Yesterday was the 10th international Safer Internet Day, the day to create awareness about online safety issues - there are lots of great resources being publicized for anyone who uses the internet. Of course there are plenty of basic resources available to protect internet users and students of all ages - including parental filters and controls, not only for the internet, mobile devices and on-demand TV including i Player, but it is essential to remember the basic and most important point - these resources work in addition to, not instead of, informed guidance - talking to students of all ages about their use of the internet, after all, much of the danger online is caused due to over-sharing online or cyber bullying.
A few obvious and general useful points I was reminded of just today include;
• It is not only our own privacy settings that we need to be concerned with on sites such as Facebook, it is the privacy settings of our friends - those who may share our data or tag us in photos
• The importance of deleting old accounts - don't allow your personal information to remain available unnecessarily. If you have stopped using a site or forum, close the account and perhaps consider deleting what you have said
• Be sure to enable and update anti-virus software regularly (I am certainly guilty of putting off updating software as it always seems like such a drag)

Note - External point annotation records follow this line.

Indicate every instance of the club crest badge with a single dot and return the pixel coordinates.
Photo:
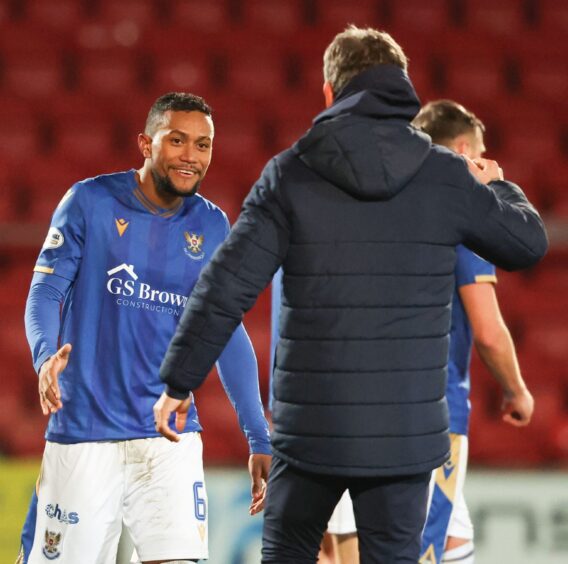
(193, 246)
(51, 545)
(121, 226)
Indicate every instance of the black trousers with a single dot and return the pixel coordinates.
(389, 513)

• Have you ever used your mother's maiden name on a site as a password? Is it really necessary to share that someone is a family member on Facebook? You could be giving away too many pieces of personal information
• If someone really is your friend, don't they know your birthday already? Surely your date of birth is an unnecessary detail on Facebook? Birth dates can be used to enable identify theft or as passwords. Guard yours carefully
• Be sure to password protect all internet enabled devices, to ensure a lost phone or tablet does not allow anyone to easily access your social media or contact list
The internet offers new and engaging ways of collaborating and communicating for learning, and institutions have a legal and statutory duty to safeguard the welfare of students making use of ICT. The risks need to be managed proactively. JISC (the organization that offers UK leadership and support around the use of digital technology in education) has published some really useful resources for teachers and higher education institutions including an e-Safety policy template and informative videos. If your university, school or college doesn't have a policy on e-Safety, cyber bullying or an obvious, dedicated "go to" person or department for help and advice, perhaps this is just the day to ask why.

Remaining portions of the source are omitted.